Improve the performance of Web 2.0 applications

Explore different browser-side cache mechanisms

With the emergence and popularity of Web 2.0 applications, the way people use the Internet has slowly changed. These Web 2.0 applications now have many typical aspects, including having a rich client, a large page size, lots of small items on a page, excessive JavaScript coding, and so on. Most of these aspects, with the current Browser technology, can cause browser-side performance issues, especially in long-distance network situations. This article analyzes the key facts of typical Web 2.0 applications and describes how they will affect browser-side performance. It also takes a look at a very important part of browser-side performance -- browser-side cache.

Share:

Jian Qiao Sun, Software Engineer, IBM

Photo of Jian Qiao SunJian Qiao Sun is WPLC performance engineer.



Hua Pin Shen, Advisory Software Engineer, IBM

Photo of Hua Pin ShenHua Pin Shen is WPLC senior performance engineer.



08 December 2009

Also available in Chinese Japanese Vietnamese

Introduction

With the emergence and popularity of Web 2.0 applications, and the way the use of the Internet has changed, a trend has begun that creates a more user-centric approach to content management, information sharing, communication, teamwork, and so on. From a technical point of view, Web 2.0 applications do not bring many new technology breakthroughs. However, these applications do bring a new pattern to the use of the Internet. Web 2.0 applications now have many typical features, including having a rich client, a large page size, lots of small items on a page, excessive JavaScript coding, and so on. These features can cause browser-side performance issues, especially in long-distance network situations. The performance issues can negatively impact the user's experience, and you may not even be aware of the problems. Because developers have excellent network conditions, it can be difficult to fully expose these performance issues.

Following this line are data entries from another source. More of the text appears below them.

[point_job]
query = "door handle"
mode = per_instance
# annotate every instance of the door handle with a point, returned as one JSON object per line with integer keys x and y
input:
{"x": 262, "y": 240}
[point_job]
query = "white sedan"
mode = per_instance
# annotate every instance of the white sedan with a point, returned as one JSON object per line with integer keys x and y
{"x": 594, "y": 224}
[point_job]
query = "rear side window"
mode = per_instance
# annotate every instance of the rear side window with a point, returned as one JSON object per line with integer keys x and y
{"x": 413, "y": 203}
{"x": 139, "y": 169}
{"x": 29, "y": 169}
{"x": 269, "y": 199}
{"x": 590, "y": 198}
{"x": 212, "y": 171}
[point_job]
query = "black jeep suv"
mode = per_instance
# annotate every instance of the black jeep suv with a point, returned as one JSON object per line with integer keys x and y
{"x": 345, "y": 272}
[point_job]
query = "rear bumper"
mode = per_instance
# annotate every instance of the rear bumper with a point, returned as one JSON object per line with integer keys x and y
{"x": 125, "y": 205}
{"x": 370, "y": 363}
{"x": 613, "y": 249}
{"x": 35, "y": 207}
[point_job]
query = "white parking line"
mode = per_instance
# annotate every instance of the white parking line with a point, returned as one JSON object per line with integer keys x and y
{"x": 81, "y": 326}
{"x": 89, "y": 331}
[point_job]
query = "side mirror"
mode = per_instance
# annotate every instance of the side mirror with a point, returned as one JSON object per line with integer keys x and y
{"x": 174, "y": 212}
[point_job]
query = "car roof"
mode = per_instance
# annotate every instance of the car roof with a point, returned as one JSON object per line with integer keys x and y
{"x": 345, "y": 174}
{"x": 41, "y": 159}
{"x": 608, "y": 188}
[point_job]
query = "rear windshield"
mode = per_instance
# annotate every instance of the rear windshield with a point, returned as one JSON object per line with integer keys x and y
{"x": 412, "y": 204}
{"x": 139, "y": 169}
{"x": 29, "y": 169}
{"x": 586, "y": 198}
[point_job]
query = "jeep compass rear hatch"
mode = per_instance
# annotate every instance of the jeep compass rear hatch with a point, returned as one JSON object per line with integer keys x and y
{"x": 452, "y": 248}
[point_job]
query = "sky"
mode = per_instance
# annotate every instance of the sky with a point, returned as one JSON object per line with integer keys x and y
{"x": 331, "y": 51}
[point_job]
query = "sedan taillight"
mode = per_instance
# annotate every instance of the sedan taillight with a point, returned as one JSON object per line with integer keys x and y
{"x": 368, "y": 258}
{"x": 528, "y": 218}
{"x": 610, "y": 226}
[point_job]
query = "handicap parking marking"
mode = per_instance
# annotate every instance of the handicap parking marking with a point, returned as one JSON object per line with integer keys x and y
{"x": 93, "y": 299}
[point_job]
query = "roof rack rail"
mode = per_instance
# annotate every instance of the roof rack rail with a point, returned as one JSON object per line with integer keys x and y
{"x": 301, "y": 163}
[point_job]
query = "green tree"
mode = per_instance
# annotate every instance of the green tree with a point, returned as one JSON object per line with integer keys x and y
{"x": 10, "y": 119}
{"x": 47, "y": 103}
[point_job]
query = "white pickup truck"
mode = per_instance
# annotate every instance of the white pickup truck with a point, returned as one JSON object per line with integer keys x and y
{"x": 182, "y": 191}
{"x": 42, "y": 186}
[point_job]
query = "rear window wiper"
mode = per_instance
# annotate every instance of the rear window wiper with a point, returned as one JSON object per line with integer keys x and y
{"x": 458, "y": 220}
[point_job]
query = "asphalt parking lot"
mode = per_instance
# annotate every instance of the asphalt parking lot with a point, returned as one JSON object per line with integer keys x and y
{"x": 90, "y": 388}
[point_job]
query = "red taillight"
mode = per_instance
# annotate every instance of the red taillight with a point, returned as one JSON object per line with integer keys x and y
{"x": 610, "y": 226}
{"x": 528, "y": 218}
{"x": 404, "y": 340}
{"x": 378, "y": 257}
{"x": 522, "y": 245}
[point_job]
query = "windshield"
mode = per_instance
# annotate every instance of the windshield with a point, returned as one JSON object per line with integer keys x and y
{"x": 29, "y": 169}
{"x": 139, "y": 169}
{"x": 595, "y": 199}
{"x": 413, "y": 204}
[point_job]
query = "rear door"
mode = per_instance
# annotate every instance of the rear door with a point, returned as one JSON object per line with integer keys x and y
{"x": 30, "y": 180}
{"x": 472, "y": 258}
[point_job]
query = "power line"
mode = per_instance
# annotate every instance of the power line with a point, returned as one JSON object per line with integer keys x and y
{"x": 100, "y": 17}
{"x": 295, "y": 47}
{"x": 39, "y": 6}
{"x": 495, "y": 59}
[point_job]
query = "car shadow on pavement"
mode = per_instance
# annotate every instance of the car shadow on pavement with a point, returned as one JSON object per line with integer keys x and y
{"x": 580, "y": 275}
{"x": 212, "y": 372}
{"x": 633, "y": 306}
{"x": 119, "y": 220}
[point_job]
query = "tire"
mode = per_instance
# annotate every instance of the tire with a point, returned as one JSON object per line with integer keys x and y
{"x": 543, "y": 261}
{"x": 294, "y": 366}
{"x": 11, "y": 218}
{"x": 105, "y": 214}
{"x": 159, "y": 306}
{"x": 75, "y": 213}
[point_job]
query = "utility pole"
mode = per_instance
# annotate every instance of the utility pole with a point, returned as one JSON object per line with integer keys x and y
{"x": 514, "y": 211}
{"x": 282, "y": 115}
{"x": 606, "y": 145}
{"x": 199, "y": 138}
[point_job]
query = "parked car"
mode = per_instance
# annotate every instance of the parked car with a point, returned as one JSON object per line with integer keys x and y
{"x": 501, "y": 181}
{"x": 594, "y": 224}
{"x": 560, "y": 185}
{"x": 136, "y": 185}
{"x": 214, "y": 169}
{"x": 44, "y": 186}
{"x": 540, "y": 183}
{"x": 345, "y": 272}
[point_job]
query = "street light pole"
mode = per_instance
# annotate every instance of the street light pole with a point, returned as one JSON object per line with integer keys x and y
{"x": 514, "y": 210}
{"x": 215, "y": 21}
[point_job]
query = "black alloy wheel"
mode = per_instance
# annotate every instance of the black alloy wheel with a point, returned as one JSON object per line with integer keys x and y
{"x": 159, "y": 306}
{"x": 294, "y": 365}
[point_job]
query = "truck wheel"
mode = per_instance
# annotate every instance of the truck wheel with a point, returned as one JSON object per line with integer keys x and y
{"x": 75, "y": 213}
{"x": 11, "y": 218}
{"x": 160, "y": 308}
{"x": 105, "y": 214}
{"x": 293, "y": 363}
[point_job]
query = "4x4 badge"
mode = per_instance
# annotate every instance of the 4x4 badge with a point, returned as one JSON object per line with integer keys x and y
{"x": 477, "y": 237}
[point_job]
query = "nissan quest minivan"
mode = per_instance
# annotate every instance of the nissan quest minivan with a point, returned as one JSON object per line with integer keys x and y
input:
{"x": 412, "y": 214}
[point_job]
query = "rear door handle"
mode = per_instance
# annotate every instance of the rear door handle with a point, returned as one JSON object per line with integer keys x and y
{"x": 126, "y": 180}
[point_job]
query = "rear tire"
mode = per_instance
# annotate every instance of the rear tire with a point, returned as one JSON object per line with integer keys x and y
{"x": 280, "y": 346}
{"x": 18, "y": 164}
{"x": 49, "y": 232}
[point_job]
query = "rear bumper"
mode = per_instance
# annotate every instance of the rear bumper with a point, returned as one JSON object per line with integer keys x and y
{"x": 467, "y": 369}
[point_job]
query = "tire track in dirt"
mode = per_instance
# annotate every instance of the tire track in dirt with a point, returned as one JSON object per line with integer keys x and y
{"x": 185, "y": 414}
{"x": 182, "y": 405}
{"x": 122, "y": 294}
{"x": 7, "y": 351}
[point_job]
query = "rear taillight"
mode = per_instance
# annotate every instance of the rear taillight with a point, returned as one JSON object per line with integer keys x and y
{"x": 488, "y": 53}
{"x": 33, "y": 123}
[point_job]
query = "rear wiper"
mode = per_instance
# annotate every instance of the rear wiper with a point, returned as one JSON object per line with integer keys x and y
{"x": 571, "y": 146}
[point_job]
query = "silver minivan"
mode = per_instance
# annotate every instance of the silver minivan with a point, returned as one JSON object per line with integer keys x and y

This article begins with an analysis of the key facts of typical Web 2.0 applications and explains how they will affect browser-side performance. After that, it describes a very important part of browser-side performance, the browser cache. By using proper cache settings, you can give your users a good experience with your application. If you do not have an overall cache policy design, it can not only give you bad performance, but can also invoke some functional defects.

There are many rules that impact the browser cache. In short order, they include Cache-Control, Etag, Expires, Last-Modified, and Vary. All of these settings have different meanings and best-use situations. The difficult thing is that not all popular browsers have the same behavior for the same settings. So, you should know exactly how these browsers will work before you decide to use them. This article looks at the behaviors for the most popular browsers currently in the market: Internet Explorer, Firefox, Chrome, and Safari.

In this article, we also use IBM® Mashups and the open source "Roller Weblogger" to give examples of how to apply different directives to best use the browser cache.

Background

In today's Internet environment, Web 2.0 applications are becoming more popular. A lot of Web sites are built on Web 2.0 technology, such as Facebook, Youtube, and so on. IBM also has Web 2.0 applications, such as Lotus Connections and Lotus Mashups.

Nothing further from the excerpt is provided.